L’écriture de Mérimée se caractérise par l’absence des développements : tout ce qui est susceptible d’entraver la marche de l’action – descriptions, dissertations, commentaires parasites – est banni. Les événements se déroulent avec une rapidité extraordinaire : « le fait, rien que le fait, et le fait toujours sur pied, toujours pressé d’arriver, comme un facteur de la poste ou un conscrit en congé », observe Eugène Pelletan . L’art du raccourci est remarquable au niveau de la phrase, du paragraphe et de la conduite globale de la narration : la formule ramassée et la maxime sont préférées aux grands mots et aux longues périodes. Le détail significatif est valorisé, et le passé, les motivations, les pensées des personnages sont occultés… Le récit s’achève sur un soupçon (Colomba), quelquefois le dénouement est escamoté (la Partie de trictrac, Lokis). L’effet produit par cette esthétique est d’amplifier l’intensité dramatique, de mettre en relief une scène et de conférer aux événements racontés un statut d’évidence : l’œil noir de Carmen et la clef de Saint-Clair, heurtant le vase étrusque, ne se laissent plus oublier.

Sécheresse

« S’il exagéra quelque chose, ce fut une maigreur qui alla enfin jusqu’à la sécheresse » , dit Barbey d’Aurevilly de Mérimée, et Sainte-Beuve oppose sa « manière nue, sèche et toute pelée » à la « manière abondante, excessive » de Lamartine . L’auteur de Carmen est parfaitement conscient de cette caractéristique de son écriture, qu’il souligne lui-même dans une lettre à Tourgueniev : « mon défaut à moi a toujours été la sécheresse ; je faisais des squelettes, et c’est peut-être pour cela que je blâme le trop d’embonpoint ».

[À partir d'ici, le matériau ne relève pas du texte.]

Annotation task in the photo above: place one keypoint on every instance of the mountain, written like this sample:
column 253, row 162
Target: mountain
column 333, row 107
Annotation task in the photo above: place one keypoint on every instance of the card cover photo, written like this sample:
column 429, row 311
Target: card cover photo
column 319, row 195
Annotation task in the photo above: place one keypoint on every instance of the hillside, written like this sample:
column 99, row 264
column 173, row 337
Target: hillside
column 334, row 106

Pour comprendre cette sobriété poussée à l’extrême, ce refus de « l’horrible emphase des hommes du jour », selon les mots de Delacroix , il suffit de se rappeler la difficulté, allant jusqu’à l’impossibilité, de parler de soi et d’être compris qui est au cœur de La Double Méprise, de Colomba ou du Vase étrusque. La sécheresse de Mérimée s’explique, en partie, par le refus, qu’il consigne dans sa notice sur son ami Victor Jacquemont, de « la fausse sensibilité de Rousseau et de ses imitateurs ». C’était une mode à laquelle Jacquemont « s’était fait une réaction, exagérée, comme c’est l’ordinaire. Nous voulions être forts et nous nous moquions de la sensiblerie ».

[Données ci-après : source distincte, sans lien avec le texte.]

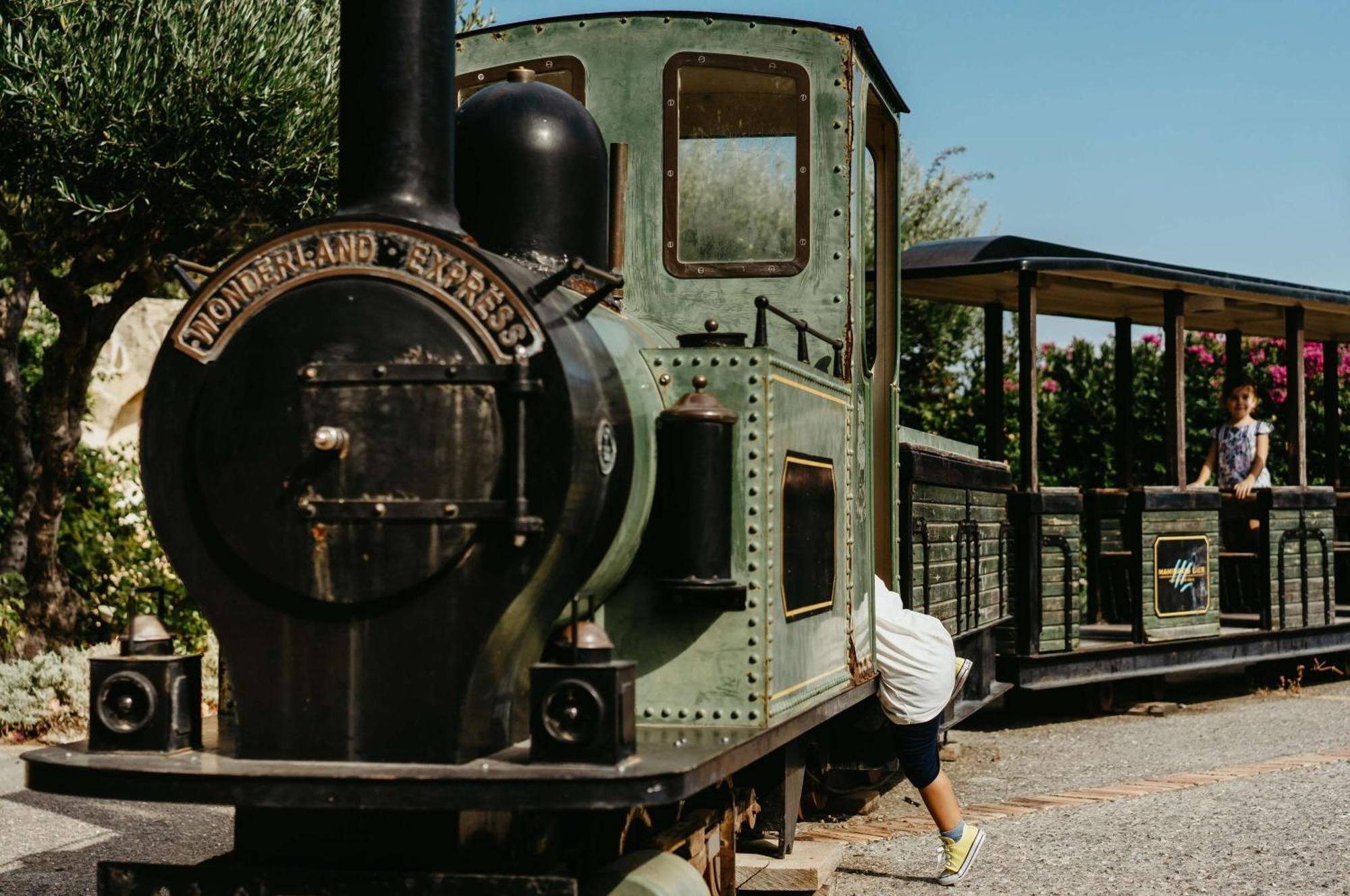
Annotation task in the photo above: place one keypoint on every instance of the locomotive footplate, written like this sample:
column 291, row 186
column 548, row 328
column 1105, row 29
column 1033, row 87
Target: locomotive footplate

Les nouvelles de Mérimée présentent les faits de manière brutale, sans pathos ni attendrissement. « L’émotion seule manque à ces beaux et parfaits récits […]. Jamais cette glace ne se brise, jamais une larme n’en fond la rigueur. L’auteur ne s’attendrit point », écrit Paul de Saint-Victor. Don José tue Carmen, Mateo Falcone tue son fils âgé de dix ans: à aucun meurtrier de Mérimée, le bras ne tremble. La conséquence de cette sécheresse est un effet de sidération. Mérimée déplace les perspectives morales, les ébranle, met en question notre système de valeurs fondé sur la simple opposition du bien et du mal.